- Supreme Court of California

Decided March 28, 1894,
- Full case name: Horatio P. Livermore v. E. G. Waite, Secretary of State, etc.
- Citation(s): 102 Cal. 113 (1894), 117, 36 P. 424

Case history
- Prior history: Appeal from a judgment of the Superior Court of Sacramento County.

Holding
- Constitutional amendments must be enacted in a manner explicitly provided for by the California Constitution, while constitutional revisions only must follow the United States Constitution.

Case opinions
- Majority: Harrison, joined by Beatty, Fitzgerald, Dehaven
- Concurrence: Garoutte, joined by Mcfarland, Paterson

Laws applied
- Cal. Const. Amend. XVIII

= Livermore v. Waite =

1894 California Supreme Court ruling

Livermore v. Waite is an 1894 California Supreme Court ruling that limits the power of the legislature in making amendments to the California Constitution by ruling that the power to change to the constitution cannot be delegated to any individual, as the sovereign power rests with the people.

The decision was met with the full concurrence of the court, with the majority opinion authored by Justice Harrison and the concurring opinion authored by Justice Paterson.

== Background ==
In the session of congress prior to this case, congress approved by a two-thirds majority in each house, an amendment to the constitution changing section 1 of article XX of the constitution to change the capital of California from Sacramento to San Jose pending a two-thirds approval by the electorate, a donation of ten acres in San Jose to the state, and one million dollars for the move. It also authorized the Governor, Secretary of State, and Attorney General to approve the site and upon approval and transferring the one million dollars into the state treasury, the legislature would provide for the erection of the building, and the removal of the capital at Sacramento.
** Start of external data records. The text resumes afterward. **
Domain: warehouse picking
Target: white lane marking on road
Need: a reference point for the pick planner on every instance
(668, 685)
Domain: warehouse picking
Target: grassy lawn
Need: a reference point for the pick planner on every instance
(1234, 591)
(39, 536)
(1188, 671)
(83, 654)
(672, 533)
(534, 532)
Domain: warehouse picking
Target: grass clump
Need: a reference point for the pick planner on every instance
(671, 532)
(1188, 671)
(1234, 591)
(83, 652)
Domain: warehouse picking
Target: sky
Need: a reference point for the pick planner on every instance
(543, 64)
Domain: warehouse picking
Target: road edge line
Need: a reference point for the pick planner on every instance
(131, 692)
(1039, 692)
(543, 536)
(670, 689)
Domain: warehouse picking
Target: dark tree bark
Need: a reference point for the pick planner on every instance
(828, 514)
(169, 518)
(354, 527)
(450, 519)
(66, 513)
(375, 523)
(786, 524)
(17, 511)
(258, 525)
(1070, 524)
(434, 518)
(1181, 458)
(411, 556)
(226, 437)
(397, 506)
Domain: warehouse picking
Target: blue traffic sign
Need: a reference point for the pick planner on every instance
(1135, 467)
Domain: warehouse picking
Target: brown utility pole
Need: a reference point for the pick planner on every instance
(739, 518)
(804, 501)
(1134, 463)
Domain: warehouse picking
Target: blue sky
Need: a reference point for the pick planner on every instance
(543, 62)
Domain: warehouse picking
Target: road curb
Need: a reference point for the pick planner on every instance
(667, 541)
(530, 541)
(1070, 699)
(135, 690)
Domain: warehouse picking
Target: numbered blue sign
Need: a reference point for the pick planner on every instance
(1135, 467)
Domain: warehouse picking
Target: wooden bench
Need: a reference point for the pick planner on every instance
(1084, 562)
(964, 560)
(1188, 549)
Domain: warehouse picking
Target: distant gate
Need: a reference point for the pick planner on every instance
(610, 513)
As a taxpayer and citizen, Horatio Livermore brought action against the secretary of state to restrain from publishing in the statutes, and sending to the county clerks of the state, the proposed senate constitutional amendment because he felt that congress had out stepped its authority in making this amendment, and that it would be inoperative if approved by the people. This would result in an improper expenditure of public money.

The lower court ruled in the plaintiff Livermore's favor, to which the defendant Waite appealed and the Supreme Court affirmed the decision, finding the amendment to be unconstitutional.

== Opinion ==
The constitution can be changed in two methods, a revision to the constitution by delegates in a convention with the purpose of revising the entire document, in which the limitations are set only by the United States Constitution.

The second is by adoption by the people of more limited amendments that have been passed two-thirds majority of the legislature.

The court provided a definition under Article XVIII of an amendment and a revision:
The very term "constitution" implies an instrument of a permanent and abiding nature, and the provisions contained therein for its revision indicate the will of the people that the underlying principles upon which it rests, as well as the substantial entirety of the instrument, shall be of a like permanent and abiding nature. On the other hand, the significance of the term "amendment" implies such an addition or change within the lines of the original instrument as will effect an improvement, or better carry out the purpose for which it was framed.

The court decided that by making the amendment conditional pending the approval was of the new location of the capital by the Governor, Secretary of State, and Attorney General, their votes superseded the vote of the people, and that in effect, the vote of the people would was simply a manner in which to send it to a higher power for approval. This amendment would not become operational on popular approval, but on conditions not specified there. This meant that the proposition was not passed in accordance with either method in the Constitution for amendment or revision, therefore rendering it unconstitutional.

== Significance ==
In August 1999, the Alaska Supreme Court used the ruling in Livermore v. Waite in the case Bess v. Ulmer noting "it is helpful to look to the law of California, a state which has considered the issue carefully over a period of nearly one hundred years. A line of California Supreme Court cases, beginning with Livermore v. Waite, has outlined the parameters of the procedures for constitutional change in that state."